In der Hansestadt Lübeck ist es vor wenigen Tagen zu einem großen Datenschutzskandal gekommen. Wie heise berichtet, hatte eine Person für sein Unternehmen mehrere gebrauchte PCs bei Ebay erworben – und darunter befand sich offenbar auch die Hardware einer Behörde. Zumindest in einem der ersteigerten Computer war noch die interne Festplatte eingebaut, die eigentlich nicht in der Auktion dabei hätte sein sollen und einer Lübecker Behörde zugeordnet werden konnte. So stammte dieser Rechner offenbar von der Ausländerbehörde in Lübeck und enthielt nebst installiertem Windows Betriebssystem auch noch 31 Benutzerkonten, in denen sich teils äußerst sensible Daten aus der Zeit zwischen 2016 und Sommer 2021 befanden und sich öffnen ließen.
Der Käufer erkannte diese Situation und wandte sich daraufhin direkt an den bekannten Verlag. Die Expertinnen und Experten vom heise Verlag durften sodann diesen Rechner zur Analyse der Daten nutzen und konnten zahlreiche brisante Dokumente einsehen, die personenbezogene Daten von Mitarbeitenden der Behörde, aber auch insbesondere von Beteiligten aus den Verfahren zum Visa-Antrag bzw. von Asylbewerberinnen sowie Asylbewerbern betrafen. Ferner konnten auch mehr als 33.400 E-Mails mit sensiblen Nachrichten aus der Behörde ohne größere Schwierigkeiten identifiziert und geöffnet werden, da sich diese in mehreren, von MS Outlook automatisch erstellten Speicherdateien (OST-Dateien) befanden.
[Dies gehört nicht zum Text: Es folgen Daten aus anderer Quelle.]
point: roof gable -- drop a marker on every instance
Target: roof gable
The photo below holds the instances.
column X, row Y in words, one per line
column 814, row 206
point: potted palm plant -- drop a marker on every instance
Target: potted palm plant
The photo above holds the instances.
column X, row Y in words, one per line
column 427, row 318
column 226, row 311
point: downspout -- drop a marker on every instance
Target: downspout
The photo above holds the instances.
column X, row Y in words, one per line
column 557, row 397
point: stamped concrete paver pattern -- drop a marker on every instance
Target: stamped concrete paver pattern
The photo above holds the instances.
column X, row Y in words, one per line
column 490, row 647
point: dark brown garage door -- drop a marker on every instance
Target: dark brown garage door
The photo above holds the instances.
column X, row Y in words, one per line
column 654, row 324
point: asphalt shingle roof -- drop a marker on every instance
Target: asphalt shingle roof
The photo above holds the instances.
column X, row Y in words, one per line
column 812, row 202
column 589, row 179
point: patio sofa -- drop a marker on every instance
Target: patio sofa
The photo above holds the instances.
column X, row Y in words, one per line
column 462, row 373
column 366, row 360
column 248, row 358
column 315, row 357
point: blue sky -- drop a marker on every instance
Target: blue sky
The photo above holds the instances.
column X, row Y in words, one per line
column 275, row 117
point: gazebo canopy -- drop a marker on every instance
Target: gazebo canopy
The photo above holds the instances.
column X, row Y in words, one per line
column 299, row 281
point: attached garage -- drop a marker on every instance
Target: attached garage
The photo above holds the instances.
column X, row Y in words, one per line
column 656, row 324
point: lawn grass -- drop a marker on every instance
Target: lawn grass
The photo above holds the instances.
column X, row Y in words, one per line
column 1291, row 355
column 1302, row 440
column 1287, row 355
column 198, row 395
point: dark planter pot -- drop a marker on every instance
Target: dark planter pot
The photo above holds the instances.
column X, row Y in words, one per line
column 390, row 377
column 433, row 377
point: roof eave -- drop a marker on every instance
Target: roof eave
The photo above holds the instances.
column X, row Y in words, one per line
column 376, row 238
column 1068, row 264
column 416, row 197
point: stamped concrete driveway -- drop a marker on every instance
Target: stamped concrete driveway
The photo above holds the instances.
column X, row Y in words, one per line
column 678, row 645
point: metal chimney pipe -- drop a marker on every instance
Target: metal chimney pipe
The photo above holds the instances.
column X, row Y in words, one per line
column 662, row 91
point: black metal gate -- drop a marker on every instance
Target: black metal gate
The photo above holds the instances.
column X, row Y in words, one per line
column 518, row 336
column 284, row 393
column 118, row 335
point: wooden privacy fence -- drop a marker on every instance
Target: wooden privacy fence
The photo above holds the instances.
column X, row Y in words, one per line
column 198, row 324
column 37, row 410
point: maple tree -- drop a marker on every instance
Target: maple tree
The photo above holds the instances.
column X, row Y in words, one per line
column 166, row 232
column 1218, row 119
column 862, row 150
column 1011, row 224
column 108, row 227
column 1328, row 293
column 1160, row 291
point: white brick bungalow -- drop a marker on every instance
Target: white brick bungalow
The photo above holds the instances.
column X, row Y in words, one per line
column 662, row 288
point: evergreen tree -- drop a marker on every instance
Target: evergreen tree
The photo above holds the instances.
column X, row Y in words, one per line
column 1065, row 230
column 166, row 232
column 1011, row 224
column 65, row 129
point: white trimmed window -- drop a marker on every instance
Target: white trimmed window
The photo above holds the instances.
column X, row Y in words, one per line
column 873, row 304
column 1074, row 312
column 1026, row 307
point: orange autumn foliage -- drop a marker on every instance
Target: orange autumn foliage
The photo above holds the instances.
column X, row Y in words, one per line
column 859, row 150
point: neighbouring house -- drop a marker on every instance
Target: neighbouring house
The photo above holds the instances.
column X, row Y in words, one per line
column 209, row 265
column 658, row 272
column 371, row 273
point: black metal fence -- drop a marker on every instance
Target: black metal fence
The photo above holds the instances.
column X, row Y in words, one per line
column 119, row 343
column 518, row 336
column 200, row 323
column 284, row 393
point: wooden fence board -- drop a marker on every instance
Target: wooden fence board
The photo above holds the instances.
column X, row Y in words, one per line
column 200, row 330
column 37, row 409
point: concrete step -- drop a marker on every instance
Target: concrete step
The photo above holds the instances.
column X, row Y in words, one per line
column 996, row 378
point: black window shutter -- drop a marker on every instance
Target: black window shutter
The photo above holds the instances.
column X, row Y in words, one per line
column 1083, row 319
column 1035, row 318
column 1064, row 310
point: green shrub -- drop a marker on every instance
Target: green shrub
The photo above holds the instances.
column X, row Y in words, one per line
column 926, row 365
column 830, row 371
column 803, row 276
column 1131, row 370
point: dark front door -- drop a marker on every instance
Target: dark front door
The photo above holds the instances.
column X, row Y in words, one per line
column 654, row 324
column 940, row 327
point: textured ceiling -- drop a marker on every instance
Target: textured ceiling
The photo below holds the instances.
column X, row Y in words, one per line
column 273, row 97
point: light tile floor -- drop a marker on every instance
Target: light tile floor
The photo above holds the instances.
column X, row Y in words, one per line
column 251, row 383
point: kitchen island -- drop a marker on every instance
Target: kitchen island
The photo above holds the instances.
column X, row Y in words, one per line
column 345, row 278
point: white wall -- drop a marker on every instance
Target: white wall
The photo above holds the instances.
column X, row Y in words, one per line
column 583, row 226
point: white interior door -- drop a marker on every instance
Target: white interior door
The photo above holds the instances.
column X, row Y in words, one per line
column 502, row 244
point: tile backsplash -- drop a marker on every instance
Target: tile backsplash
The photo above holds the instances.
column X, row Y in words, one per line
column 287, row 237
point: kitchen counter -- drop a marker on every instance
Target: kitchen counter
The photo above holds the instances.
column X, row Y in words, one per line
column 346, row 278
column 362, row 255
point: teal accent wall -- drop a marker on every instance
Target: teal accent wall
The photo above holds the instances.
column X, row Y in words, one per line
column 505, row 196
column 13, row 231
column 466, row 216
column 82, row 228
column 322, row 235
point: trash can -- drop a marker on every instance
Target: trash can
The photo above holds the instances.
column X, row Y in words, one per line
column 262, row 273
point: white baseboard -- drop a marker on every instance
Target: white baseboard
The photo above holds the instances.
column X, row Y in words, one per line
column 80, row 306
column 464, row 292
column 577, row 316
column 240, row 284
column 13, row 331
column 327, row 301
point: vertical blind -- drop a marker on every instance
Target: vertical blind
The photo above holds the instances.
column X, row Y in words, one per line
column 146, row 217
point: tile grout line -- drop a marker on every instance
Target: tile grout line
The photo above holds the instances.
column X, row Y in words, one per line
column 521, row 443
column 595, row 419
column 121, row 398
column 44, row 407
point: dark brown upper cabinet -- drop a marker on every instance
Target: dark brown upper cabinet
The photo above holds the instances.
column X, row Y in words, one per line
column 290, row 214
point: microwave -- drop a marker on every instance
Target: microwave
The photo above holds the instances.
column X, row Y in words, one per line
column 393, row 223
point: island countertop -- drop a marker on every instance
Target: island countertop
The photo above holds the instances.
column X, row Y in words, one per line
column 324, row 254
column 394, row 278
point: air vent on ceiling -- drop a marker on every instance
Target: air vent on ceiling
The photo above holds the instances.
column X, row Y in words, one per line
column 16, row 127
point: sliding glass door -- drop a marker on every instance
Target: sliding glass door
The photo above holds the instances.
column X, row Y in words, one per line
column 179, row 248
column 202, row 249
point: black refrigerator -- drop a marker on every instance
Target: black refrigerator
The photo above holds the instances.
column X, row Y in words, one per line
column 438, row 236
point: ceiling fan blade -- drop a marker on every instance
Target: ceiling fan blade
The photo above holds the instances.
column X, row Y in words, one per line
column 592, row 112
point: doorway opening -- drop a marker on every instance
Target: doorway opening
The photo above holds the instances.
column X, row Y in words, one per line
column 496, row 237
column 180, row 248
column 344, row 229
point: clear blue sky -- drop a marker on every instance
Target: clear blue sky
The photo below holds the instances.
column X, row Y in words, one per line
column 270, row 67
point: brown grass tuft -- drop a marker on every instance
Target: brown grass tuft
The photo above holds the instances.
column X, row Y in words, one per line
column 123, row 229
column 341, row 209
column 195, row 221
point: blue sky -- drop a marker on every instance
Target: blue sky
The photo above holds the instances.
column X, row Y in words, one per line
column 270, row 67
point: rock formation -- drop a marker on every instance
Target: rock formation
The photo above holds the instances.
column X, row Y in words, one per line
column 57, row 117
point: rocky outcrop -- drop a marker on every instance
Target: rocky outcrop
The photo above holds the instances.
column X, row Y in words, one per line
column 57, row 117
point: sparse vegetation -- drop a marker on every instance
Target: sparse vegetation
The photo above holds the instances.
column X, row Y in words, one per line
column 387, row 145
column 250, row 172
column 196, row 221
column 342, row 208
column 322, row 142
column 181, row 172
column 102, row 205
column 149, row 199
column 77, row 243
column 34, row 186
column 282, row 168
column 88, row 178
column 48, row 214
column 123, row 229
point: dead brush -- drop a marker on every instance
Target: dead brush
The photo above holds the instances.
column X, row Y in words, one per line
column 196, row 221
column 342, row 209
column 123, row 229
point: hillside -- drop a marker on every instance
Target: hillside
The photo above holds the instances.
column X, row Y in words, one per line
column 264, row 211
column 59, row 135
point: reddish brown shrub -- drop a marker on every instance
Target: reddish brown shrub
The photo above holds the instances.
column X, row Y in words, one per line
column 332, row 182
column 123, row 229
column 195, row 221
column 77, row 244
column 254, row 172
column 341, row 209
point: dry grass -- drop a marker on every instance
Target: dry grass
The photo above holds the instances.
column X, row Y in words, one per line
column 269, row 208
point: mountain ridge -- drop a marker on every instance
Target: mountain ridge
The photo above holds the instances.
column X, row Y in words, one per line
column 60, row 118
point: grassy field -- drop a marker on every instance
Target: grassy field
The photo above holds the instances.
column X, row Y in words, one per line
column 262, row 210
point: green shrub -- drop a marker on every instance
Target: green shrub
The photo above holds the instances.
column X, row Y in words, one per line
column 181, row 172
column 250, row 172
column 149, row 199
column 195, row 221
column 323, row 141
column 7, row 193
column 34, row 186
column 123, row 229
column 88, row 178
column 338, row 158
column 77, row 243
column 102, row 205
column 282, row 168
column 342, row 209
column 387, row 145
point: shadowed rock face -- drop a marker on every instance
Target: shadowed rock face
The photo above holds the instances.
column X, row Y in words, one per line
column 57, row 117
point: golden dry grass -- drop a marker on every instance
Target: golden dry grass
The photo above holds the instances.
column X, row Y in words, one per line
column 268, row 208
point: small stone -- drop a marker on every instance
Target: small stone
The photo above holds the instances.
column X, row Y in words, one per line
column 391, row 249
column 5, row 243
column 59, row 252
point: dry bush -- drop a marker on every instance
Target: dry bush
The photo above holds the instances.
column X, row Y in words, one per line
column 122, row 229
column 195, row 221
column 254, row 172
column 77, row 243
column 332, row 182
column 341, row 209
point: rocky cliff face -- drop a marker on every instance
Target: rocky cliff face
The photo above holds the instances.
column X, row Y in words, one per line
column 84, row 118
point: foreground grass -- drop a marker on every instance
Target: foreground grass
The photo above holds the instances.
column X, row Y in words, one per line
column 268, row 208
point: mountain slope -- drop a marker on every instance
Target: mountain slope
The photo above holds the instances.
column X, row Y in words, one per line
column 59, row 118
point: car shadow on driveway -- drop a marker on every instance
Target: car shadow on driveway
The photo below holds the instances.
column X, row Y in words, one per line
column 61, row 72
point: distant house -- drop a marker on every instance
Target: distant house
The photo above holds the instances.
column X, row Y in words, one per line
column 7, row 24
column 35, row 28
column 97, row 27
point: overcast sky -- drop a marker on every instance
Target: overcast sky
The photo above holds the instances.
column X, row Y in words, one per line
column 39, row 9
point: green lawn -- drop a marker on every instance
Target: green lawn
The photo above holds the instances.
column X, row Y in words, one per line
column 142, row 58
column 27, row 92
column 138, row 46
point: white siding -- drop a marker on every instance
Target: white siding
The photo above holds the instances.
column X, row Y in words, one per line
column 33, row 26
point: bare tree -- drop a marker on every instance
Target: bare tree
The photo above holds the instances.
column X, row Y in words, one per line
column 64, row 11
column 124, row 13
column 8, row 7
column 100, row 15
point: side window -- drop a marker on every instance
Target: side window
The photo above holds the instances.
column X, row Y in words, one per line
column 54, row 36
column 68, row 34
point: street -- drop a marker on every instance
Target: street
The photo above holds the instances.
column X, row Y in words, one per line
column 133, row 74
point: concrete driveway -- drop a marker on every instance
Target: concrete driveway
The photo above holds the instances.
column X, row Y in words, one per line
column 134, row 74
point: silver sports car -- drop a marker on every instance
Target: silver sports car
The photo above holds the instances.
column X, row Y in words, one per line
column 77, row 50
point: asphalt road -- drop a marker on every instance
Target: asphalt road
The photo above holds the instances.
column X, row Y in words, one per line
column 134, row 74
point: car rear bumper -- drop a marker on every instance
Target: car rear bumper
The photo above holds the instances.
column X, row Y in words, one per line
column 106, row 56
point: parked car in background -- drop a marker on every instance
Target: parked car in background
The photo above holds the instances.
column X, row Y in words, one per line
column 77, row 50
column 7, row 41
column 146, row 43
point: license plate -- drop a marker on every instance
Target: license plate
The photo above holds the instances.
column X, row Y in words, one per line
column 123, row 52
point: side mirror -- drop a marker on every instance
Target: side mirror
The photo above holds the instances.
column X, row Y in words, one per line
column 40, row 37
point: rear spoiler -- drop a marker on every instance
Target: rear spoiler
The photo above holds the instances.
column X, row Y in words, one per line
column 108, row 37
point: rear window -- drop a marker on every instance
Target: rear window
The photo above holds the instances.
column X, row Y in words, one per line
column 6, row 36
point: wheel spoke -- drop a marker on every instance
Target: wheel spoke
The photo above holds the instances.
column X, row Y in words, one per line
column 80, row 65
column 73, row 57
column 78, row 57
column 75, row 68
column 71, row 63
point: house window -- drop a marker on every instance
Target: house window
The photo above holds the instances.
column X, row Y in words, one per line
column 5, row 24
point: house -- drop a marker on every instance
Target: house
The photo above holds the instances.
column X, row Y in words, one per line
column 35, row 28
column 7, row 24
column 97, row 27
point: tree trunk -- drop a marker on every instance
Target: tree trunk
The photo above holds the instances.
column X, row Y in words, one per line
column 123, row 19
Weil diese personenbezogenen Daten nicht entsprechend dem Stand der Technik gelöscht bzw. vernichtet worden waren, sondern über die Internetplattform von eBay durch einen Dritten einsehbar waren, liegt eine Datenschutzverletzung nach Art. 33 DSGVO vor. Diese Datenpanne hatte auch besonders schützenswerte Daten im Sinne von Art. 9 DSGVO zum Gegenstand, da sie unter anderem auch Angaben zur Religion oder Herkunft der betroffenen Personen betraf. Es liegt auf der Hand, welch sensible Informationen bei diesen Verfahren der Asylbehörde verarbeitet werden.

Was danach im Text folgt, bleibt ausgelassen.